Thursday, August 26, 2010

LePage - Bad Signs

Paul LePage has made it very strikingly clear that one of Maine’s finest assets, our environment, is not a priority for him by telling us that on his first day in office, "day one, I come down to Kittery and take down the sign, Maine, the way life should be and put up one that says, Maine, open for business”. In fact LePage’s website does not even bother to address as an issue, environment, conservation, or any significant concern for Maine’s vital outdoors except for a rant under “Government Regulation” that includes now debunked LePage folksy fabricated studies:

…eliminate bizarre and unreasonable studies resulting in needless delays (i.e. buffalo and black fly census studies in Maine), and eliminate regulations that are incompatible with other regulations, whereby when one regulation is followed, another is violated. In that same vein, I propose that all duplicate and replicated regulations from DEP and LURC be repealed.
From way back in the primary campaign, LePage has expressed concern that the Department of Environmental Protection, charged on behalf of the people of Maine to protect the environment is…well, pro-environment:

He said "day two" of his administration, he tackles those DEP regulations, that he said often "serve no purpose except to cost businesses money. The regulatory system has been very adversarial to business and very pro-environment.

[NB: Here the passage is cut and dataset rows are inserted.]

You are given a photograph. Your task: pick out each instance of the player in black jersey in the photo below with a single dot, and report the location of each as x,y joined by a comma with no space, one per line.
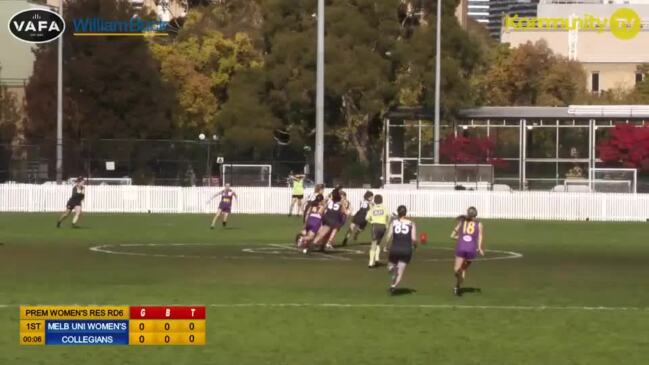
74,203
403,238
317,191
359,222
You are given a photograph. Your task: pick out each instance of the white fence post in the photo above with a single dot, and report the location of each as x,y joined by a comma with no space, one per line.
255,200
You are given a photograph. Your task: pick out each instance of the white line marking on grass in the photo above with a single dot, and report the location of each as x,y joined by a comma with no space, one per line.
509,255
280,251
412,306
429,306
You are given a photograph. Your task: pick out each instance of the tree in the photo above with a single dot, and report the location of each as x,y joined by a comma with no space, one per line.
378,55
199,63
626,145
9,115
531,74
466,149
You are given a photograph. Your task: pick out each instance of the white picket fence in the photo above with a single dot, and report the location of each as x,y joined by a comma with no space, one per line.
421,203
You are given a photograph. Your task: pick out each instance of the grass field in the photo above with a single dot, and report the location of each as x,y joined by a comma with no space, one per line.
578,295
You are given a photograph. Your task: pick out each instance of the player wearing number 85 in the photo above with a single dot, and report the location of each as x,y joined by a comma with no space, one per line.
468,236
402,239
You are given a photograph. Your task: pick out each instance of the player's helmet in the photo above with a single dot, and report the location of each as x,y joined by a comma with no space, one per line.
472,212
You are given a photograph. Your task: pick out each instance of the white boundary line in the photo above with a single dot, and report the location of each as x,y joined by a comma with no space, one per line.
276,249
413,306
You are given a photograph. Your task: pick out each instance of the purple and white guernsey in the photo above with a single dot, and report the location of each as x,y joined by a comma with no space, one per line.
467,241
313,222
226,201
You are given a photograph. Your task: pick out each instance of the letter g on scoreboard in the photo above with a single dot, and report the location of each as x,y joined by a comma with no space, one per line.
167,312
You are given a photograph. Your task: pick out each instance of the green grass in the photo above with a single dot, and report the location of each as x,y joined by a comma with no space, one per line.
583,264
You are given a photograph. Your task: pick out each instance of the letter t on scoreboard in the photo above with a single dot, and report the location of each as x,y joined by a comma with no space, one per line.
167,312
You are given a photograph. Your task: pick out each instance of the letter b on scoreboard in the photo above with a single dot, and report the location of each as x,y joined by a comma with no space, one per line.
171,325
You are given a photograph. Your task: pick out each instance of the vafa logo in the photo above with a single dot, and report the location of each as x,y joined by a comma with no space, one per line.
36,25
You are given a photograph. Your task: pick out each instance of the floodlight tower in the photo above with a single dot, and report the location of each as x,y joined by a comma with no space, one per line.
319,108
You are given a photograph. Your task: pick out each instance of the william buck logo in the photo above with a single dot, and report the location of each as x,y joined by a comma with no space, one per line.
36,26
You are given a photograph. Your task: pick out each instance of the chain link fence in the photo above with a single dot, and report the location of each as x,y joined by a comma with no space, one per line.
144,162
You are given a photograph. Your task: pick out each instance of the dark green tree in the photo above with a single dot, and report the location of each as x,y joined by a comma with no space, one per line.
112,86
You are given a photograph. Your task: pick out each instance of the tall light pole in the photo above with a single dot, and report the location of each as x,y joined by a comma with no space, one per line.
319,104
438,77
59,107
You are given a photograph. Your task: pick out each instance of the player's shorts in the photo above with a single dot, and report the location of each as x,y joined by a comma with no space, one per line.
225,207
313,226
467,254
72,203
332,222
378,232
395,257
360,221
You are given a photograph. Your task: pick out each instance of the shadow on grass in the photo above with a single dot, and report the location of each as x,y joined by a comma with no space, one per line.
403,291
470,291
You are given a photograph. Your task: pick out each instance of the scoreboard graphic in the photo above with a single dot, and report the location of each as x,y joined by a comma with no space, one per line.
112,325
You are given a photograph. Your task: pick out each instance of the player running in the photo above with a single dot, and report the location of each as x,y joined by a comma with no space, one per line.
298,193
378,218
359,222
317,191
312,224
74,203
403,237
332,219
225,206
345,210
468,235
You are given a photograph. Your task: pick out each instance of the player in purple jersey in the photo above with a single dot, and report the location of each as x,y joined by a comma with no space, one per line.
468,235
225,206
332,219
311,226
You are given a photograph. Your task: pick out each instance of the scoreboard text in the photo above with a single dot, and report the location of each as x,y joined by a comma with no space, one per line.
112,325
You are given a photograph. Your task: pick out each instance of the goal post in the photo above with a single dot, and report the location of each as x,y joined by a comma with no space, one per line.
613,180
247,175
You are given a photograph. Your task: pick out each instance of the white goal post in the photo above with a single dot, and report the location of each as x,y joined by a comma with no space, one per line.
613,180
247,175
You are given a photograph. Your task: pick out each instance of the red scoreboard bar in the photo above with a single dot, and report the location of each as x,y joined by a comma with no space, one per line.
167,312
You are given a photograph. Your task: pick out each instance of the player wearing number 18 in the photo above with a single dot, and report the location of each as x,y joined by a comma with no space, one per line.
468,236
403,238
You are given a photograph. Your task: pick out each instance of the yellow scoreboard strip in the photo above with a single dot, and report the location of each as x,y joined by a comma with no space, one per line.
112,325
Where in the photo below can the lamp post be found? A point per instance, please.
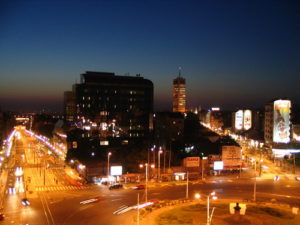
(187, 185)
(213, 196)
(254, 188)
(153, 150)
(108, 156)
(146, 172)
(158, 155)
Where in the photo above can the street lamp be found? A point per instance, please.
(254, 188)
(158, 155)
(146, 172)
(108, 156)
(212, 196)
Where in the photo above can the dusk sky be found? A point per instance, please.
(232, 53)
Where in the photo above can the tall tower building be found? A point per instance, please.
(277, 121)
(179, 95)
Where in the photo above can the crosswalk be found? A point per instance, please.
(61, 188)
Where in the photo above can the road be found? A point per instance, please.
(55, 202)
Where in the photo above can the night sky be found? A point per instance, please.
(232, 53)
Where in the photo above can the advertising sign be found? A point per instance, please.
(116, 170)
(192, 161)
(247, 119)
(239, 120)
(231, 156)
(281, 128)
(218, 165)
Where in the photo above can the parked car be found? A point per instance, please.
(25, 202)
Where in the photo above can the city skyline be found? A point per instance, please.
(232, 54)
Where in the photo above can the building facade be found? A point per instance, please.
(277, 122)
(121, 104)
(179, 95)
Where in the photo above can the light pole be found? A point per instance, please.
(254, 188)
(187, 186)
(108, 156)
(153, 150)
(158, 155)
(212, 196)
(146, 172)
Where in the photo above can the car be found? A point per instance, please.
(25, 202)
(139, 187)
(115, 186)
(92, 200)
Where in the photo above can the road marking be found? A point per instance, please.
(279, 195)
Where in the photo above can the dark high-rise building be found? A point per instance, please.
(69, 105)
(122, 104)
(179, 95)
(277, 121)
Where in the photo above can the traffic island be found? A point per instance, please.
(196, 214)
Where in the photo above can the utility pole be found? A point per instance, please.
(187, 185)
(138, 210)
(170, 155)
(165, 161)
(294, 163)
(254, 188)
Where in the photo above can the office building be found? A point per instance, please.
(122, 105)
(277, 122)
(179, 94)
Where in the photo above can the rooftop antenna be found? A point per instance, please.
(179, 71)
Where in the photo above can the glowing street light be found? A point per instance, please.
(108, 156)
(146, 171)
(212, 196)
(158, 155)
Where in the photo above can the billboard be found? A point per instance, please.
(192, 161)
(218, 165)
(247, 119)
(281, 121)
(239, 120)
(231, 156)
(116, 170)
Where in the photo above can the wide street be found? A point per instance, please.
(53, 201)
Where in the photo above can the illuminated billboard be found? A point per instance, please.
(239, 120)
(218, 165)
(247, 119)
(116, 170)
(192, 161)
(281, 127)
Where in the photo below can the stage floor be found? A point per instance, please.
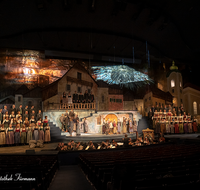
(47, 149)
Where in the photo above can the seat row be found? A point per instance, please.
(119, 170)
(41, 170)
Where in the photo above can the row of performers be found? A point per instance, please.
(169, 114)
(18, 120)
(175, 126)
(127, 126)
(74, 125)
(25, 133)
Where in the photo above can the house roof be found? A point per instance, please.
(31, 93)
(76, 66)
(157, 93)
(191, 86)
(22, 89)
(12, 98)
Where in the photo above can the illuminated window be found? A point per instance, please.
(172, 83)
(160, 86)
(102, 99)
(79, 76)
(68, 87)
(79, 89)
(19, 98)
(195, 107)
(112, 100)
(119, 100)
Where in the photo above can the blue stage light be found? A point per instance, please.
(122, 75)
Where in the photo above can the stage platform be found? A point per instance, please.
(50, 148)
(85, 137)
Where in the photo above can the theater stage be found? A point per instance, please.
(50, 147)
(85, 137)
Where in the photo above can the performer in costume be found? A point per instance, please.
(184, 115)
(45, 121)
(30, 132)
(167, 126)
(189, 117)
(26, 122)
(189, 125)
(78, 128)
(69, 97)
(39, 122)
(176, 126)
(119, 126)
(64, 98)
(12, 115)
(85, 125)
(66, 122)
(134, 125)
(23, 135)
(194, 124)
(104, 126)
(6, 122)
(171, 126)
(185, 125)
(18, 115)
(10, 135)
(41, 132)
(127, 125)
(181, 125)
(124, 126)
(20, 121)
(13, 122)
(35, 132)
(114, 127)
(162, 126)
(47, 136)
(107, 127)
(2, 135)
(130, 127)
(71, 125)
(17, 134)
(111, 127)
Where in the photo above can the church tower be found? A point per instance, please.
(175, 85)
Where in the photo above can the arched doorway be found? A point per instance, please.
(111, 117)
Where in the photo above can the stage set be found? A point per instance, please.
(94, 119)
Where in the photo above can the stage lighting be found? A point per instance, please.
(121, 75)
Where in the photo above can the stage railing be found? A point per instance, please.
(79, 106)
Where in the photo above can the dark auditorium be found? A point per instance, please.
(99, 95)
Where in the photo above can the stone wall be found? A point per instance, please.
(115, 102)
(102, 99)
(190, 96)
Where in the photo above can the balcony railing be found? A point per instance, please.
(80, 106)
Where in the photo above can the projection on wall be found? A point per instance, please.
(122, 75)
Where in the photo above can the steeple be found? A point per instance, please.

"Look at Land for Maine's Future. You can't harvest timber, you can't do any cutting. No one is going to have the benefit of creating wealth and prosperity from it," he said.
The preceding is also a prime example of LePage’s willingness to either stoop to outright falsehoods or just make up stuff to fit his own off-the-cuff flawed and false assumptions. That may work in his mind and as a bit of red meat for his followers but for the rest of us in the real world what Land for Maine's Future actual guidelines say will suffice:

Many LMF projects involve easements that permit continued sustainable forestry alongside recreational uses of the land. In these areas, you may encounter active logging operations.
Finally and less known is that Paul LePage’s desire to symbolically take down “Maine, the way life should be” is his personal sign off with a group called Americans for Prosperity using his tired anti-tax language to “oppose legislation relating to climate change that includes a net increase in government revenue.” It is one more example of the LePage ignore reality and forget any long-term true costs to society attitude.

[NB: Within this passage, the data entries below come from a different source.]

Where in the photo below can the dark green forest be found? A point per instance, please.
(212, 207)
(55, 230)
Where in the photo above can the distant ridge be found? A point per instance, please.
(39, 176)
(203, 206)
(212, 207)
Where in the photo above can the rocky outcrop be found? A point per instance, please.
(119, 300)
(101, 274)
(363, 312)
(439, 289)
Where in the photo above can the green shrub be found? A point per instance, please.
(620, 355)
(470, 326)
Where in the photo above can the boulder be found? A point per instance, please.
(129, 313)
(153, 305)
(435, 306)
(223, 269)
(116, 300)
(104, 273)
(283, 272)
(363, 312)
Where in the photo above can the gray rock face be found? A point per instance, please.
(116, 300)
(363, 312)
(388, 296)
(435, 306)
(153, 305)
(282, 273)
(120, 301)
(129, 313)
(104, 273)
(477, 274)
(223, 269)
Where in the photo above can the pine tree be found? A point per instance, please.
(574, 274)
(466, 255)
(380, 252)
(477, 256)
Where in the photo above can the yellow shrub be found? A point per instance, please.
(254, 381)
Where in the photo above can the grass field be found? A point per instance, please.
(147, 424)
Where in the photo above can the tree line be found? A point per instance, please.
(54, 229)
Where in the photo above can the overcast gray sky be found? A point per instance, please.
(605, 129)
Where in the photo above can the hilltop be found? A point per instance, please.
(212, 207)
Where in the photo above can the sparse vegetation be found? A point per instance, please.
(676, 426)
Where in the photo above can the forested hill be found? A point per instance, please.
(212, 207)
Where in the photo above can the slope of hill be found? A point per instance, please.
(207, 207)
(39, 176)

But despite the pleasant sounding name, what is this group, Americans for Prosperity that Paul LePage has pledged to support and govern us by if elected with his present non-gubernatorial signature? Well it turns out to be, as well documented and exposed in the New Yorker, basically one of many pretend grassroots organizations and tea party operations heavily bankrolled by two billion brothers, Charles and David Koch who own Koch Industries that in turn owns several forest product industries such as Brawny paper towels, Dixie cups, and Georgia-Pacific lumber.

The Kochs are also longtime libertarians who believe in drastically lower personal and corporate taxes, minimal social services for the needy, and much less oversight of industry—especially environmental regulation.


It is a long and twisted Maine logging road one has to travel to find where Paul LePage’s loyalties lie. And at the end of that road is a fork.

On one, the sign, Maine, the way life should be still stands. That path is protected for sustainable use and travels through many places protected for our children that include good productive timber harvesting in Land for Maine’s Future, green energy jobs, and great outdoor recreational resources along with development sensitive to Maine’s quality of life that attracts tourists and new residents. Libby Mitchell is hiking far ahead on that trail already.

The other direction will have Paul LePage’s sign, Maine, open for business, on it. That road will be clear-cut of our livelihood aspirations, eroded by long term environmental damage, foolishly unregulated - damaging outdoor regulation and traditional Maine forestland pursuits, primarily set aside for out-of-state interests who will export our children’s future for unsustainable immediate corporate income without regard to climate damage or consequences. That is what Paul LePage is symbolically signing us up for with Americans for Prosperity and for what his imaginary sign in Kittery represents.